1.1. Uma escola justa em uma sociedade injusta?
Uma primeira questão a ser debatida: se a sociedade é desigual e
injusta, é possível sequer imaginar uma escola igualitária e justa?
Seria possível imaginar que as funções da escola, de integração,
distribuição e subjetivação, não reproduzissem cega e mecanicamente
os preconceitos, a pobreza e a injustiça da sociedade em geral?

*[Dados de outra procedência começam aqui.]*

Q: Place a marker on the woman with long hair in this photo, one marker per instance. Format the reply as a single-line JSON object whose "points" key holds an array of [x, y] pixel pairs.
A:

Indo além: o que acontece hoje com as escolas, vistas por muitos
analistas como perdendo sua centralidade em relação a estas funções,
vivendo, assim, como outras instituições centrais da modernidade, situações de crise? A escola, como meio de confinamento central (quando universalizada), que, ao definir e inventar um lugar – a infância e a
adolescência –, com seus tempos específicos de preparação (aposta no
futuro), de modelagem dos imaturos em um meio separado dos adultos, ao concentrar, distribuir no espaço, com sua ordenação específica
do tempo, com sua forma tão peculiar, com suas disciplinas/disciplina, tão eficazes em alguns momentos históricos na produção dos
homens e mulheres necessários para uma sociedade, estaria passando
por crises de seus modelos, parecendo hesitante, perdendo funções.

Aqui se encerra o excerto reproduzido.